Pour autant, il s'agit de poser des règles à ces éléments. En effet, si pendant 600 pages votre héros a été limité par sa magie et que finalement d'un claquement de doigt il sauve le monde, le lecteur va avoir la légère sensation qu'on se paye sa tête (ou alors vous avez intérêt à bien expliquer comment ce claquement de doigt est soudain devenu supra puissant ! Bon courage !).


Donc s'il y a de la magie, définissez ses principes : que peuvent ou ne peuvent pas faire ses détenteurs ? Comment ils l'acquièrent ? Comment ils progressent ?

Petit exemple avec la magie des animas dans L'Opale de Feu :
- il s'agit d'un lien d'âme entre un humain et un animal intelligent appelé anima ;
- l'humain et l'anima sont du même sexe, puisqu'ils sont deux parties d'une même entité ;
- ils peuvent communiquer entre eux par télépathie sauf en cas d'éloignement géographique ;
- les animas ne parlent pas à voix haute et ne communiquent donc qu'avec leur humain ;
- leurs vies sont liées : si l'un meurt, l'autre aussi ;
- l'humain obtient des attributs de son anima, c'est à dire qu'il possède des caractéristiques de l'espèce (plumes, griffes, sens différents...) ;
- ils l'acquièrent à la naissance ;
- la progression est un autre débat qui m'amènerait à vous spoiler le tome 1 ! 😉

Voilà, avec ces règles, Cateline qui est liée à un chat ne va pas soudainement se mettre à voler ou respirer sous l'eau. De même, son anima Kaslane ne va pas faire un discours devant toute la tribu.

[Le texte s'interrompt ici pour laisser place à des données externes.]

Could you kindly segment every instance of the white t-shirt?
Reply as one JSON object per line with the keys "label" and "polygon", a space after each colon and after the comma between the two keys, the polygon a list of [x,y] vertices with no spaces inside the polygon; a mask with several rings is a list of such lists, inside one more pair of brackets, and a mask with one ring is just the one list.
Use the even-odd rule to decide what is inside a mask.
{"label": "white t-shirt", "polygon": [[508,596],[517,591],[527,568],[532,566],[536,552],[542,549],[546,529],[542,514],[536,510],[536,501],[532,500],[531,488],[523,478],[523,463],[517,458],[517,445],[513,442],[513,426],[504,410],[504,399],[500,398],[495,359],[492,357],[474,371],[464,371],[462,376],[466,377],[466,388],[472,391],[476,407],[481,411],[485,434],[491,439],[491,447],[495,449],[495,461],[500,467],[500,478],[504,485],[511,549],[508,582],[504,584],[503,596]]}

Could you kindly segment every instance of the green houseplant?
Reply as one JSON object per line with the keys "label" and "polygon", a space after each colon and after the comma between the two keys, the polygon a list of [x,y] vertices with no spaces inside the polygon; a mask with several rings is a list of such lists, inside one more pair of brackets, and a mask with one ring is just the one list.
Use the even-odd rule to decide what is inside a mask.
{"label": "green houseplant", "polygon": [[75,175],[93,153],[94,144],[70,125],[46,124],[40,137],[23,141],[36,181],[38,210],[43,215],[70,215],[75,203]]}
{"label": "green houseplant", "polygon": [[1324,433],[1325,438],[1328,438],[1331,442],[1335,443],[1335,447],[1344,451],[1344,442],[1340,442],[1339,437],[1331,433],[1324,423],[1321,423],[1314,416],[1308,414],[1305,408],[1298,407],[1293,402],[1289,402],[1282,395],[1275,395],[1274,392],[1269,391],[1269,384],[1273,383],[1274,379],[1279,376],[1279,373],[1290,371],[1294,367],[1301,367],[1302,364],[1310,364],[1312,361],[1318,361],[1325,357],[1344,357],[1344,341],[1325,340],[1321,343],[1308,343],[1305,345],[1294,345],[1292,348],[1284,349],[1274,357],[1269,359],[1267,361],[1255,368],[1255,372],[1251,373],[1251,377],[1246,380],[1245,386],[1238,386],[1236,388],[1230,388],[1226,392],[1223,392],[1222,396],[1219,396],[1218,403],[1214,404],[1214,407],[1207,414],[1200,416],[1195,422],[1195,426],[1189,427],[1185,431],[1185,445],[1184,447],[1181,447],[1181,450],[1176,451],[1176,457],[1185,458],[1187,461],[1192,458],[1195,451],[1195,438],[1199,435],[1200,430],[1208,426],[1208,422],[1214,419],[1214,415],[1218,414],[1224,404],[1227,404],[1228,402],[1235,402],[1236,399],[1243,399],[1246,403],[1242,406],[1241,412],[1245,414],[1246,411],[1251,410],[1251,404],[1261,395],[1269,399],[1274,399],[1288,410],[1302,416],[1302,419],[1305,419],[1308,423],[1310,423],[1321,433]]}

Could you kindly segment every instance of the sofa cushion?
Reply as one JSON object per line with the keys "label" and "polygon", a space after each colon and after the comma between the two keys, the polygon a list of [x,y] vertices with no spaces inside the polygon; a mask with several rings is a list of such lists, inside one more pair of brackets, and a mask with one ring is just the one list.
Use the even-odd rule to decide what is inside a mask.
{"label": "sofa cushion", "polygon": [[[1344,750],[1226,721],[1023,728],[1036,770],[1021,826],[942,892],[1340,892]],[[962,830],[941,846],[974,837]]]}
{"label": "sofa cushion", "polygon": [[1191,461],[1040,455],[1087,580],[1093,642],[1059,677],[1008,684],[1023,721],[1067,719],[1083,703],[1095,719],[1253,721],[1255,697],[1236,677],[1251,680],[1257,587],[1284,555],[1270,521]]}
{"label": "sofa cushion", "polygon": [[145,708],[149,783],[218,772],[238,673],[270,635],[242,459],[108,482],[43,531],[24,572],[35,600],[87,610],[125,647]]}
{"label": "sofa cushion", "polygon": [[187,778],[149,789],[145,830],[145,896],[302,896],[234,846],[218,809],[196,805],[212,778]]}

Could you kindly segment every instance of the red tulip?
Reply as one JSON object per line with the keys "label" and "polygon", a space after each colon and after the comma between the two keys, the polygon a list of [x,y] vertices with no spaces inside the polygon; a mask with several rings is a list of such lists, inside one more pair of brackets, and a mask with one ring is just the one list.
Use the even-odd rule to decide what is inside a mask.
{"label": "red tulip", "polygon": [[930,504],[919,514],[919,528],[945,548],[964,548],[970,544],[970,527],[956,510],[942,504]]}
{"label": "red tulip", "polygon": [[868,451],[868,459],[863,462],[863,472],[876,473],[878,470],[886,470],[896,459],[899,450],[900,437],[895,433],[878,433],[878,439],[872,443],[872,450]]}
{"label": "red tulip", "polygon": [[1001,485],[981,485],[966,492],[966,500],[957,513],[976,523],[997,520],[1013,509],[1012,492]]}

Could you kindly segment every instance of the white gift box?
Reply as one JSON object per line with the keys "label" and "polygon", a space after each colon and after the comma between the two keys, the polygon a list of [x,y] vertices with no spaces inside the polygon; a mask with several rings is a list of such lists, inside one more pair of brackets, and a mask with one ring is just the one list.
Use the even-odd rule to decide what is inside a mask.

En bref : il faut que ce soit cohérent.

Différents éléments surnaturels peuvent évidemment cohabiter (s'ils n'entrent pas en contradiction). Dans L'Opale de Feu les animas ne sont pas les seuls animaux fantastiques (oui, il y a bien un lion ailé, mais pas que !) et l'Imperator (l'antagoniste) utilise une forme de magie qui tient de l'alchimie, à base de potions.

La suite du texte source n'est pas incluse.